ANALYSIS-Success derails biofuels bandwagon

 

06 Mar 2007 12:12:25 GMT
Source: Reuters
 

(This is part of a series on renewable energy)

 

By Gerard Wynn and Muriel Boselli

 

LONDON/PARIS, March 6 (Reuters) - A global, government policy-fuelled rush to produce biofuels is backfiring as it pushes up costs and makes the environmentally-friendly alternative fuel far less competitive.

 

Made from plants, bioethanol and biodiesel emit fewer greenhouse gases than fossil fuels and have been hailed as an answer to both climate change and energy security.

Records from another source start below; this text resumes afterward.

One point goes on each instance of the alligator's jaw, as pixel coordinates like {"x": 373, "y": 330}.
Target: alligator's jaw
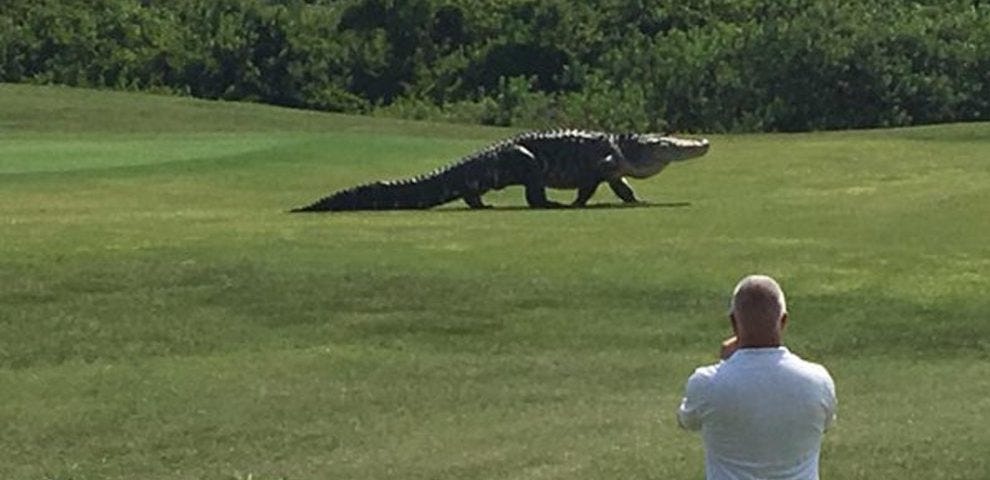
{"x": 655, "y": 152}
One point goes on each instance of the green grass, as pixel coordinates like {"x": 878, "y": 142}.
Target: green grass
{"x": 161, "y": 316}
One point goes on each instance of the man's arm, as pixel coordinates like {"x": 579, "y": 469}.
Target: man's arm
{"x": 691, "y": 411}
{"x": 831, "y": 402}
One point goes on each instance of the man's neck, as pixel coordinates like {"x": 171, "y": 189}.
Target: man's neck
{"x": 759, "y": 343}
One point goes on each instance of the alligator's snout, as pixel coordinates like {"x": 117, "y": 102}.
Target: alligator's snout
{"x": 687, "y": 148}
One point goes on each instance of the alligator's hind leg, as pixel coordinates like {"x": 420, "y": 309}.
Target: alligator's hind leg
{"x": 474, "y": 201}
{"x": 621, "y": 188}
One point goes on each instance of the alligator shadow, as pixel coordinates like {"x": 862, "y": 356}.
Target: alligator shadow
{"x": 594, "y": 206}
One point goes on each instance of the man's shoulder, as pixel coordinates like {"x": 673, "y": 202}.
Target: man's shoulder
{"x": 704, "y": 374}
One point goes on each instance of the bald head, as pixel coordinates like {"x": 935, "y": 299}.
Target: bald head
{"x": 758, "y": 309}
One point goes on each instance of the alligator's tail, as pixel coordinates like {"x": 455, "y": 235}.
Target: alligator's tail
{"x": 424, "y": 191}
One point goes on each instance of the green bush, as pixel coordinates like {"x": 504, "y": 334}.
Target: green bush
{"x": 773, "y": 65}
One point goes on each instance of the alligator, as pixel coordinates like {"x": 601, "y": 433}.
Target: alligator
{"x": 564, "y": 159}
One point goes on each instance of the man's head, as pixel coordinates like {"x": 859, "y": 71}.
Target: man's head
{"x": 759, "y": 311}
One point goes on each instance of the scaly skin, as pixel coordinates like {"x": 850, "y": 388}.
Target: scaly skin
{"x": 565, "y": 159}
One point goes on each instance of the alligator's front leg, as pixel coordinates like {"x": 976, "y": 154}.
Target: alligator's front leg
{"x": 584, "y": 194}
{"x": 622, "y": 189}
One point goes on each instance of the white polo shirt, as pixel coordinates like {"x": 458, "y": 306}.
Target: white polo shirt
{"x": 761, "y": 413}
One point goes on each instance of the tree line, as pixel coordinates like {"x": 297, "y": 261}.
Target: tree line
{"x": 686, "y": 65}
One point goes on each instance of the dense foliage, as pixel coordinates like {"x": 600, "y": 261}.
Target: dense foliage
{"x": 710, "y": 65}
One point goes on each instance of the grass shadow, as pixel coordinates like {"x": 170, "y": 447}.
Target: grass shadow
{"x": 509, "y": 208}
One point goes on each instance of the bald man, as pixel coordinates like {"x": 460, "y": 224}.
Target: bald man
{"x": 762, "y": 410}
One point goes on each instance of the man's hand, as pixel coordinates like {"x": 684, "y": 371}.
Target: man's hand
{"x": 729, "y": 347}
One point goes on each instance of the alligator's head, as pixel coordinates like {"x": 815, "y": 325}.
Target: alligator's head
{"x": 647, "y": 154}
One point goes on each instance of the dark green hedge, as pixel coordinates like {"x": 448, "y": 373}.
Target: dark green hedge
{"x": 622, "y": 64}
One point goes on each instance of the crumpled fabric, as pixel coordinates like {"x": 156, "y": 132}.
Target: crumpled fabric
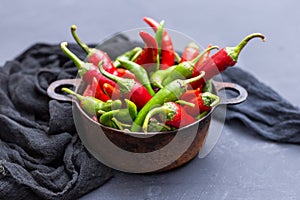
{"x": 264, "y": 112}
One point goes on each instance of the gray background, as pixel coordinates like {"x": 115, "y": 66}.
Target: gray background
{"x": 242, "y": 165}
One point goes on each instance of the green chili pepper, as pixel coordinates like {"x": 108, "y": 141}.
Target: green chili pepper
{"x": 156, "y": 126}
{"x": 92, "y": 105}
{"x": 208, "y": 86}
{"x": 171, "y": 92}
{"x": 128, "y": 114}
{"x": 185, "y": 69}
{"x": 109, "y": 119}
{"x": 139, "y": 72}
{"x": 129, "y": 55}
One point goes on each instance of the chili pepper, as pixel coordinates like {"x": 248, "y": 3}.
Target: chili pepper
{"x": 139, "y": 72}
{"x": 190, "y": 52}
{"x": 171, "y": 92}
{"x": 224, "y": 58}
{"x": 148, "y": 56}
{"x": 175, "y": 115}
{"x": 130, "y": 89}
{"x": 185, "y": 69}
{"x": 128, "y": 55}
{"x": 97, "y": 91}
{"x": 167, "y": 58}
{"x": 159, "y": 76}
{"x": 95, "y": 55}
{"x": 182, "y": 70}
{"x": 156, "y": 126}
{"x": 86, "y": 70}
{"x": 88, "y": 91}
{"x": 128, "y": 114}
{"x": 203, "y": 102}
{"x": 125, "y": 73}
{"x": 92, "y": 105}
{"x": 208, "y": 87}
{"x": 159, "y": 35}
{"x": 205, "y": 57}
{"x": 190, "y": 94}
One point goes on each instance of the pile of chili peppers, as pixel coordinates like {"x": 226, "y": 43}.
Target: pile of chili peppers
{"x": 151, "y": 88}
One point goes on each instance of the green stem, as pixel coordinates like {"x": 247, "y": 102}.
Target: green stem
{"x": 159, "y": 35}
{"x": 79, "y": 63}
{"x": 201, "y": 115}
{"x": 129, "y": 55}
{"x": 182, "y": 102}
{"x": 67, "y": 90}
{"x": 125, "y": 84}
{"x": 79, "y": 42}
{"x": 195, "y": 60}
{"x": 139, "y": 72}
{"x": 190, "y": 80}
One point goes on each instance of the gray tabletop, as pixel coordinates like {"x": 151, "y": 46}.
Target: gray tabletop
{"x": 242, "y": 165}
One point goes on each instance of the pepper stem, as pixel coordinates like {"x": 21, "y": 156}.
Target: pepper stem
{"x": 190, "y": 80}
{"x": 211, "y": 99}
{"x": 153, "y": 112}
{"x": 79, "y": 42}
{"x": 234, "y": 52}
{"x": 195, "y": 60}
{"x": 67, "y": 90}
{"x": 79, "y": 63}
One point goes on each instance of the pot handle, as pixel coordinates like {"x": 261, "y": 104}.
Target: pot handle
{"x": 242, "y": 92}
{"x": 53, "y": 90}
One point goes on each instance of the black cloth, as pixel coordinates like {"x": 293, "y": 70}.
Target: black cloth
{"x": 41, "y": 154}
{"x": 265, "y": 112}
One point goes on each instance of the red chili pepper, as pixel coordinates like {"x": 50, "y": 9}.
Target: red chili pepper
{"x": 205, "y": 57}
{"x": 203, "y": 102}
{"x": 148, "y": 56}
{"x": 88, "y": 91}
{"x": 167, "y": 47}
{"x": 223, "y": 59}
{"x": 173, "y": 113}
{"x": 190, "y": 52}
{"x": 86, "y": 70}
{"x": 130, "y": 89}
{"x": 190, "y": 94}
{"x": 95, "y": 55}
{"x": 97, "y": 91}
{"x": 125, "y": 73}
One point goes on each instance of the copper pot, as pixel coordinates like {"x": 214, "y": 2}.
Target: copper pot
{"x": 137, "y": 152}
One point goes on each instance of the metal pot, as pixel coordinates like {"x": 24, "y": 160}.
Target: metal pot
{"x": 137, "y": 152}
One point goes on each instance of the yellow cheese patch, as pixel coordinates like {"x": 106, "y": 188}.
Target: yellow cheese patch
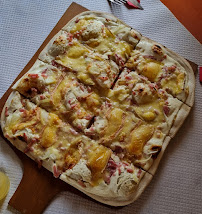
{"x": 98, "y": 157}
{"x": 151, "y": 70}
{"x": 114, "y": 123}
{"x": 139, "y": 137}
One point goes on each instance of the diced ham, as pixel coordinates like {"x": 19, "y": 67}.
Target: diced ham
{"x": 6, "y": 112}
{"x": 166, "y": 110}
{"x": 42, "y": 97}
{"x": 25, "y": 137}
{"x": 77, "y": 20}
{"x": 43, "y": 73}
{"x": 33, "y": 76}
{"x": 139, "y": 173}
{"x": 81, "y": 183}
{"x": 130, "y": 170}
{"x": 73, "y": 131}
{"x": 128, "y": 77}
{"x": 56, "y": 172}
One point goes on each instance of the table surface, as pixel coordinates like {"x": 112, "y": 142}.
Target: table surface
{"x": 177, "y": 185}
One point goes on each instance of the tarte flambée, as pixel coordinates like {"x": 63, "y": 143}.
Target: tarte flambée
{"x": 99, "y": 107}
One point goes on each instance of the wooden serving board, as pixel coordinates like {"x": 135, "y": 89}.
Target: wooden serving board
{"x": 38, "y": 186}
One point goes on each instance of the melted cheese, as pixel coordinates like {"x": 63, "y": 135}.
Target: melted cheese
{"x": 151, "y": 70}
{"x": 139, "y": 137}
{"x": 49, "y": 136}
{"x": 151, "y": 112}
{"x": 175, "y": 83}
{"x": 115, "y": 122}
{"x": 97, "y": 159}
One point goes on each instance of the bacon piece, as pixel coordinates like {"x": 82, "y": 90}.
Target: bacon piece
{"x": 6, "y": 112}
{"x": 81, "y": 183}
{"x": 42, "y": 97}
{"x": 77, "y": 20}
{"x": 73, "y": 131}
{"x": 25, "y": 137}
{"x": 56, "y": 172}
{"x": 43, "y": 73}
{"x": 130, "y": 170}
{"x": 157, "y": 49}
{"x": 166, "y": 110}
{"x": 139, "y": 173}
{"x": 33, "y": 76}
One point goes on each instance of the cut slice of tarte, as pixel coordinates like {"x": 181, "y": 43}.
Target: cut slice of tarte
{"x": 163, "y": 67}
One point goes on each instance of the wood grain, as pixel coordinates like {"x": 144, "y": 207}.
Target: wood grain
{"x": 38, "y": 186}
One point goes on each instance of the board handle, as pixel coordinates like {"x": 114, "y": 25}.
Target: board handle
{"x": 36, "y": 189}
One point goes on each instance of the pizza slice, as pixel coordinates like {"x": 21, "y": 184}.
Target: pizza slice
{"x": 60, "y": 93}
{"x": 155, "y": 106}
{"x": 89, "y": 67}
{"x": 78, "y": 160}
{"x": 129, "y": 137}
{"x": 96, "y": 34}
{"x": 163, "y": 67}
{"x": 117, "y": 27}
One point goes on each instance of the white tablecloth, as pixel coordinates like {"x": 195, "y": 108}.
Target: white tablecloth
{"x": 177, "y": 185}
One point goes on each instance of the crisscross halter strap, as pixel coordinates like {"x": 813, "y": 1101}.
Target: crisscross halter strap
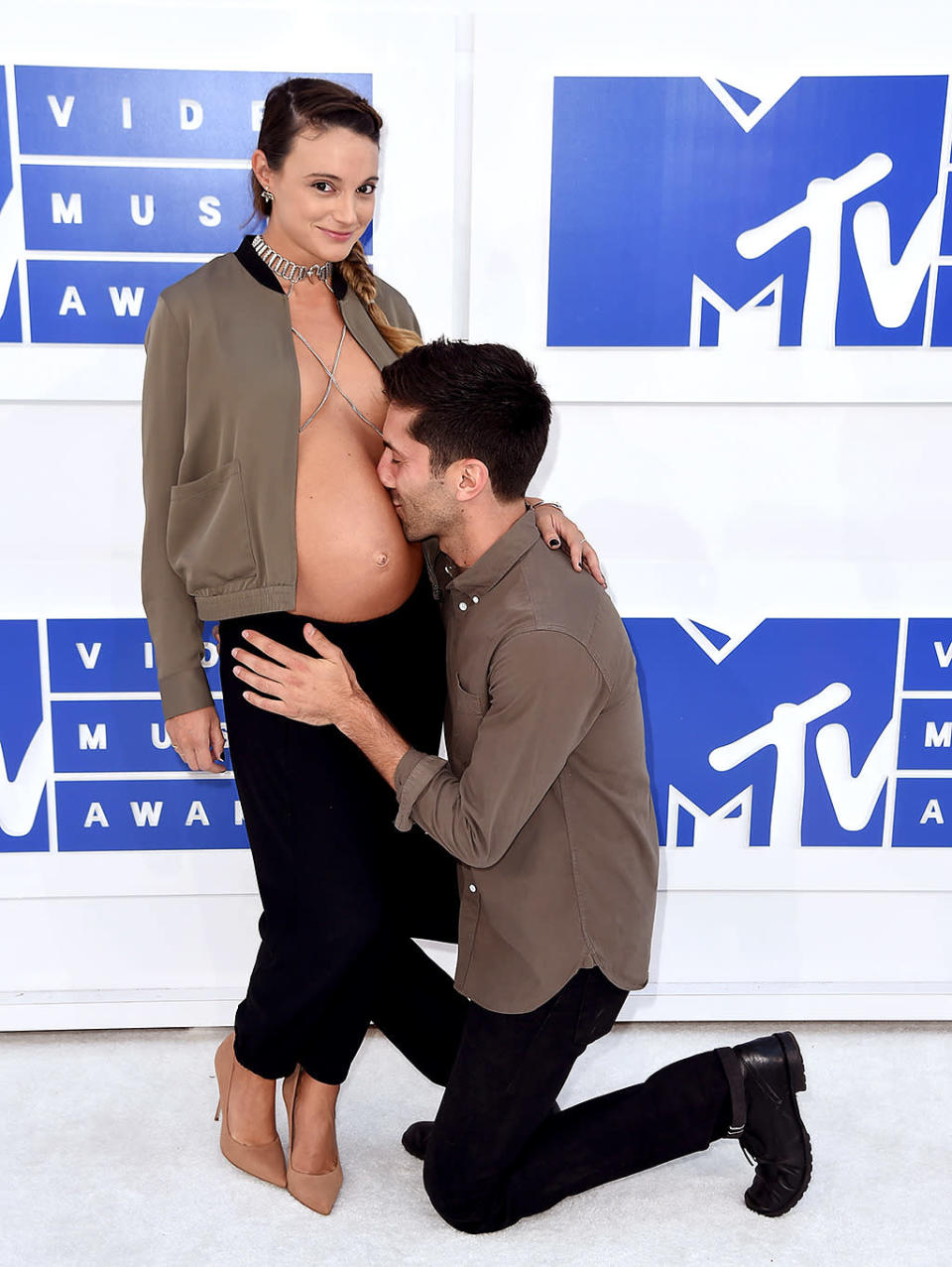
{"x": 332, "y": 382}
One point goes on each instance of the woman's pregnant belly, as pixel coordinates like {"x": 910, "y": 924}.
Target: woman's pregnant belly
{"x": 353, "y": 562}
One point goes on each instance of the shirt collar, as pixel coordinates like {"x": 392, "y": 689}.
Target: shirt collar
{"x": 251, "y": 261}
{"x": 502, "y": 557}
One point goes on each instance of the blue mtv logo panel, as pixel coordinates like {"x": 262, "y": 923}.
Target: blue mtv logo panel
{"x": 174, "y": 814}
{"x": 923, "y": 814}
{"x": 146, "y": 113}
{"x": 814, "y": 220}
{"x": 23, "y": 741}
{"x": 786, "y": 741}
{"x": 113, "y": 735}
{"x": 178, "y": 209}
{"x": 928, "y": 655}
{"x": 9, "y": 273}
{"x": 110, "y": 657}
{"x": 925, "y": 735}
{"x": 96, "y": 301}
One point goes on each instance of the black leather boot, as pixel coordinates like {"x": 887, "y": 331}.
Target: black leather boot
{"x": 764, "y": 1077}
{"x": 416, "y": 1137}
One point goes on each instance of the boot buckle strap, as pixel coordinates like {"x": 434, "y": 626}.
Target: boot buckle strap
{"x": 733, "y": 1072}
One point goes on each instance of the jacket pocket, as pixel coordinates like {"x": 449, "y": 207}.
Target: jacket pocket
{"x": 208, "y": 539}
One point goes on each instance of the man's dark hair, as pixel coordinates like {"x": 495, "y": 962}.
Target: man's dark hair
{"x": 475, "y": 401}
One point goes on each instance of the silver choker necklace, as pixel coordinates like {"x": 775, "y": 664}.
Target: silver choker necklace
{"x": 288, "y": 269}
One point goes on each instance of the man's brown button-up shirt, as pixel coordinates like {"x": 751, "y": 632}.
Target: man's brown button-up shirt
{"x": 544, "y": 800}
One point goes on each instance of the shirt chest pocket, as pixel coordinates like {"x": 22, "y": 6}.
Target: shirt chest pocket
{"x": 466, "y": 712}
{"x": 208, "y": 539}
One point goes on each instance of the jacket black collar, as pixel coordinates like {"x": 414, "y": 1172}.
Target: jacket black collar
{"x": 252, "y": 262}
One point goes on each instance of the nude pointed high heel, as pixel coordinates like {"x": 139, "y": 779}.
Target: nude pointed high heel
{"x": 264, "y": 1161}
{"x": 316, "y": 1192}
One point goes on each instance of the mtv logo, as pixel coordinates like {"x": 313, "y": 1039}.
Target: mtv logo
{"x": 26, "y": 762}
{"x": 783, "y": 737}
{"x": 774, "y": 213}
{"x": 728, "y": 826}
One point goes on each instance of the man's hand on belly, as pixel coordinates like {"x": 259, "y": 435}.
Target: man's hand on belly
{"x": 319, "y": 692}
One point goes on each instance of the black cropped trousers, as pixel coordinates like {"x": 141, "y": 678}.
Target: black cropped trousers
{"x": 342, "y": 891}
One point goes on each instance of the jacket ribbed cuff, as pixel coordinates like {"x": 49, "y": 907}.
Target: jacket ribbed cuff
{"x": 183, "y": 692}
{"x": 415, "y": 773}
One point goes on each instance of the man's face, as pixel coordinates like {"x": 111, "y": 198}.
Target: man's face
{"x": 423, "y": 502}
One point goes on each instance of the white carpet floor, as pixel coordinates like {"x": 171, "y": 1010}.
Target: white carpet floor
{"x": 110, "y": 1157}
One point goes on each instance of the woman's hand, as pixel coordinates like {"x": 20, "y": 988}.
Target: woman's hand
{"x": 196, "y": 736}
{"x": 559, "y": 532}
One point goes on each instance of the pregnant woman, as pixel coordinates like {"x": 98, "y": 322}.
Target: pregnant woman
{"x": 262, "y": 407}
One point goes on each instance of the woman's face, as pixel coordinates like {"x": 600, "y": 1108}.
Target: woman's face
{"x": 323, "y": 194}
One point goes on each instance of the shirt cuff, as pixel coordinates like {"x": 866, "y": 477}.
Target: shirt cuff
{"x": 413, "y": 774}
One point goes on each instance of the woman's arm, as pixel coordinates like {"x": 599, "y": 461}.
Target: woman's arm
{"x": 174, "y": 621}
{"x": 559, "y": 532}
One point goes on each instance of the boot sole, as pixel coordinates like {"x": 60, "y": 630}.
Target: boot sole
{"x": 796, "y": 1076}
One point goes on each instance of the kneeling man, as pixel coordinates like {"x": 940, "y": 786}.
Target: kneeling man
{"x": 545, "y": 805}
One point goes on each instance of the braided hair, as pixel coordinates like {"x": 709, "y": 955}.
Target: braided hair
{"x": 315, "y": 103}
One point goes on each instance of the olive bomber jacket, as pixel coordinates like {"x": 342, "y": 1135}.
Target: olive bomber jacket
{"x": 220, "y": 408}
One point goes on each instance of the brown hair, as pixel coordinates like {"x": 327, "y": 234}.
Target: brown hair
{"x": 319, "y": 104}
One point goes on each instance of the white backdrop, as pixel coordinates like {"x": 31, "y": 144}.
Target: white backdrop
{"x": 728, "y": 513}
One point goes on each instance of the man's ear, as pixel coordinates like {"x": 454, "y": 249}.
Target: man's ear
{"x": 468, "y": 478}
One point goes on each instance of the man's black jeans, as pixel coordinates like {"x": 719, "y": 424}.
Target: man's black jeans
{"x": 498, "y": 1153}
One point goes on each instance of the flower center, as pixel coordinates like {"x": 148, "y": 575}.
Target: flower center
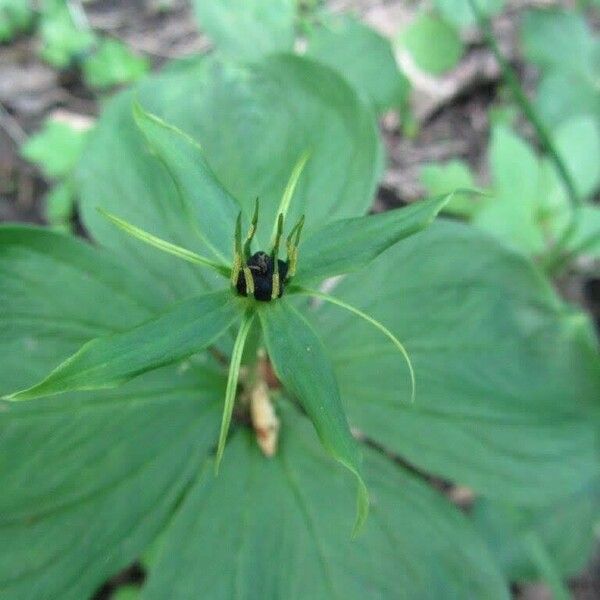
{"x": 261, "y": 267}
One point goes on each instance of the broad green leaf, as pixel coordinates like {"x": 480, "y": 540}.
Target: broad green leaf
{"x": 460, "y": 13}
{"x": 507, "y": 375}
{"x": 363, "y": 57}
{"x": 241, "y": 117}
{"x": 303, "y": 368}
{"x": 433, "y": 44}
{"x": 56, "y": 148}
{"x": 57, "y": 293}
{"x": 139, "y": 190}
{"x": 89, "y": 481}
{"x": 209, "y": 205}
{"x": 287, "y": 519}
{"x": 444, "y": 178}
{"x": 59, "y": 204}
{"x": 248, "y": 29}
{"x": 587, "y": 238}
{"x": 109, "y": 361}
{"x": 567, "y": 531}
{"x": 350, "y": 244}
{"x": 113, "y": 63}
{"x": 512, "y": 215}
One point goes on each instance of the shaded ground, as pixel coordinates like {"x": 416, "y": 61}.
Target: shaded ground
{"x": 452, "y": 115}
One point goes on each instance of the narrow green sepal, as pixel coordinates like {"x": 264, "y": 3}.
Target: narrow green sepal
{"x": 232, "y": 381}
{"x": 238, "y": 259}
{"x": 275, "y": 257}
{"x": 251, "y": 232}
{"x": 163, "y": 245}
{"x": 292, "y": 243}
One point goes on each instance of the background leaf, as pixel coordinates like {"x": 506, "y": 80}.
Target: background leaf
{"x": 507, "y": 375}
{"x": 459, "y": 12}
{"x": 56, "y": 148}
{"x": 291, "y": 532}
{"x": 364, "y": 58}
{"x": 444, "y": 178}
{"x": 248, "y": 29}
{"x": 512, "y": 215}
{"x": 507, "y": 529}
{"x": 113, "y": 63}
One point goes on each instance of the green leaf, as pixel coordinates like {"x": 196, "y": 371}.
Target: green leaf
{"x": 563, "y": 46}
{"x": 350, "y": 244}
{"x": 44, "y": 319}
{"x": 103, "y": 475}
{"x": 164, "y": 246}
{"x": 60, "y": 204}
{"x": 507, "y": 375}
{"x": 209, "y": 205}
{"x": 56, "y": 148}
{"x": 287, "y": 519}
{"x": 248, "y": 29}
{"x": 558, "y": 38}
{"x": 302, "y": 366}
{"x": 512, "y": 215}
{"x": 460, "y": 13}
{"x": 113, "y": 63}
{"x": 241, "y": 117}
{"x": 507, "y": 530}
{"x": 444, "y": 178}
{"x": 63, "y": 39}
{"x": 433, "y": 44}
{"x": 103, "y": 471}
{"x": 16, "y": 16}
{"x": 187, "y": 328}
{"x": 363, "y": 57}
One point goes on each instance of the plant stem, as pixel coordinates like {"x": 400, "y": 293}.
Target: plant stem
{"x": 553, "y": 260}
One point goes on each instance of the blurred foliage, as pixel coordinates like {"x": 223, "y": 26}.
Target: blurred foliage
{"x": 438, "y": 57}
{"x": 16, "y": 17}
{"x": 113, "y": 63}
{"x": 57, "y": 149}
{"x": 364, "y": 57}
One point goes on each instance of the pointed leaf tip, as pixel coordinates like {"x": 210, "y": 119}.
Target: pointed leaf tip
{"x": 163, "y": 245}
{"x": 301, "y": 364}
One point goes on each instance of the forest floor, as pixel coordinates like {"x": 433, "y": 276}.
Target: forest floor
{"x": 452, "y": 114}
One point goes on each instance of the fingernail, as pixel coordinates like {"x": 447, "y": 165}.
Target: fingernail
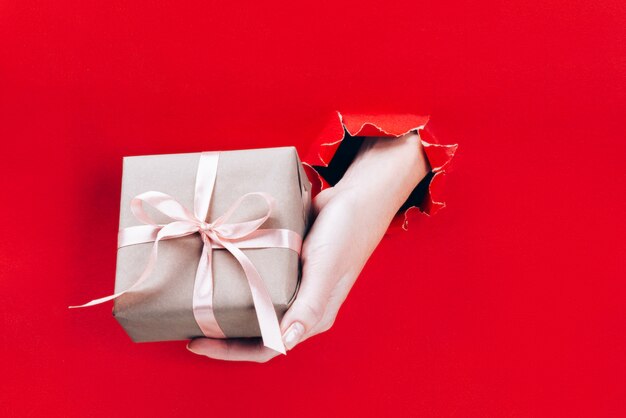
{"x": 292, "y": 336}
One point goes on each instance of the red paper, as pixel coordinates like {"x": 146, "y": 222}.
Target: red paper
{"x": 390, "y": 126}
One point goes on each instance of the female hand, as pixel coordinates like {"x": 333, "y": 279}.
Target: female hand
{"x": 350, "y": 219}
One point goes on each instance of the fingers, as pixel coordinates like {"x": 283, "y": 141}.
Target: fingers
{"x": 251, "y": 349}
{"x": 307, "y": 311}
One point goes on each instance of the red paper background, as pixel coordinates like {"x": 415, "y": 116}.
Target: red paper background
{"x": 509, "y": 302}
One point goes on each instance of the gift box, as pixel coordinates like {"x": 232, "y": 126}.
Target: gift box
{"x": 209, "y": 244}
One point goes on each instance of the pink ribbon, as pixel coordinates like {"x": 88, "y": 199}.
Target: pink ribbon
{"x": 219, "y": 234}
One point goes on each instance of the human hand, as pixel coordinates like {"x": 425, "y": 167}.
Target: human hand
{"x": 349, "y": 220}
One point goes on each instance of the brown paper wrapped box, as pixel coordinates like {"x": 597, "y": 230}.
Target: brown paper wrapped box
{"x": 161, "y": 308}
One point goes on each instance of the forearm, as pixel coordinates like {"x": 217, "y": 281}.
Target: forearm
{"x": 384, "y": 172}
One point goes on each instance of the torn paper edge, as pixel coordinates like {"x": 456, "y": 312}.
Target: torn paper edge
{"x": 439, "y": 156}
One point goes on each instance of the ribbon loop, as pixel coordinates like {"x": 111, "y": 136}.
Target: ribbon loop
{"x": 219, "y": 234}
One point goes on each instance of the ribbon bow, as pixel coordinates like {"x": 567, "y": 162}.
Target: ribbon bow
{"x": 219, "y": 234}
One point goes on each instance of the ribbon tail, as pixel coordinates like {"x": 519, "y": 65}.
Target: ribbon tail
{"x": 142, "y": 278}
{"x": 268, "y": 321}
{"x": 203, "y": 295}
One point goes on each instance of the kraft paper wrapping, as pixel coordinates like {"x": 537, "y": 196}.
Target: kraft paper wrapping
{"x": 161, "y": 308}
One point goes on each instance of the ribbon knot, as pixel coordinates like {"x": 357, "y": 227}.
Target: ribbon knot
{"x": 218, "y": 234}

U.S. and European backing look to have secured their long-term future.

 

But in the near term a looming biofuels glut plus falling rival crude oil prices, down a fifth on last summer's highs, mean producers can less easily pass on their spiralling costs.

 

The present dip will last until demand rebounds, perhaps as far off as the end of the decade.

 

"The two key ingredients for a dynamic biofuel sector are sky-high crude prices and cheap feedstocks," said Raffaello Garofalo, head of the European Biodiesel Board (EBB).

 

European Union leaders are expected this week to agree a binding target for the 27-nation bloc to get a tenth of its transport fuels from biofuels by 2020.

 

Falling oil prices are hurting sales of biofuel which was barely competitive before, pricking European and U.S. europhia built on subsidies and ambitious targets.

 

Profits are still to be had but a continuing scramble for raw materials like corn, soy and wheat will knock margins as producers re-negotiate more pricey supply contracts.

 

Still thriving, however, is biofuels pioneer Brazil, which has a booming domestic market where more than two-thirds of all new cars can run on either gasoline or ethanol.

 

This contrasts with the United States and Europe, which are propping up their less mature industries.

 

U.S. President George W. Bush visits Brazil this week and the world's number two ethanol producer will lobby America, the number one, to end ethanol tariffs. Brazil has support from an unlikely quarter -- the International Energy Agency (IEA), energy adviser to 26 industrialised nations.

 

Fatih Birol, chief economist at the IEA told Reuters that the U.S. and Europe should scrap import duties on developing countries and in the longer term reconsider all subsidies.

 

SQUEEZE

 

Biofuels costs will likely fall and demand and prices rise in Europe and the U.S. as better infrastructure and economies of scale kick in over the next two to three years, analysts say.

 

U.S. Democrats last week proposed a $15 billion energy plan, including boosting the country's network of ethanol service stations, for example.

 

But biofuels future also depends on oil prices, and analysts cannot guarantee crude oil will stay above the $60-$65 where it is trading now and undercutting biofuels -- excluding subsidies -- outside Brazil, according to the IEA.

 

Another factor is input cost: but sugar, corn, grain and palm oil prices are all seen holding or rising in the near term.

 

A new generation of biofuels made from waste like straw and wood chips would ease input shortages, but is not expected to be commercially available before 2009 and possibly much later.

 

In the United States soaring demand is expected to beat farmers' efforts to keep up, with high corn prices likely in the near-term, not least after Bush in January asked Congress to back a near 5-fold increase in the use of biofuels by 2017.

 

Top palm oil producer Malaysia said in February most of its 86 approved biodiesel plant licences were unlikely to come on line in the next two to three years because of the price squeeze.

 

GLUT

 

The biofuels craze is risking a surplus in the United States and elsewhere.

 

Investors F&C, with 155 billion euros ($204.9 billion) under management, says it has exited investments including the second biggest U.S. ethanol producer VeraSun <VSE.N>, because of the prospective over-supply and margin squeeze.

 

A glut is also expected in parts of Europe, where biofuels support is switching from tax credits to blending targets, and notably Germany where higher taxes have knocked sales by as much as a third this year so far.

 

"In the very short-term we have far too much production capacity," said the EBB's Garofalo.

 

Elsewhere, Spanish energy firm Abengoa <ABG.MC> is mulling suspending output at its biggest ethanol plant, partly on higher grain prices and partly because the domestic market is saturated under present blending labelling rules.

 

Oil major Total <TOTF.PA> has put on hold a biodiesel project with Finnish refiner Neste Oil <NES1V.HE>, while prospective British ethanol producer Ensus postponed last December plans to list on London's Alternative Investment Market.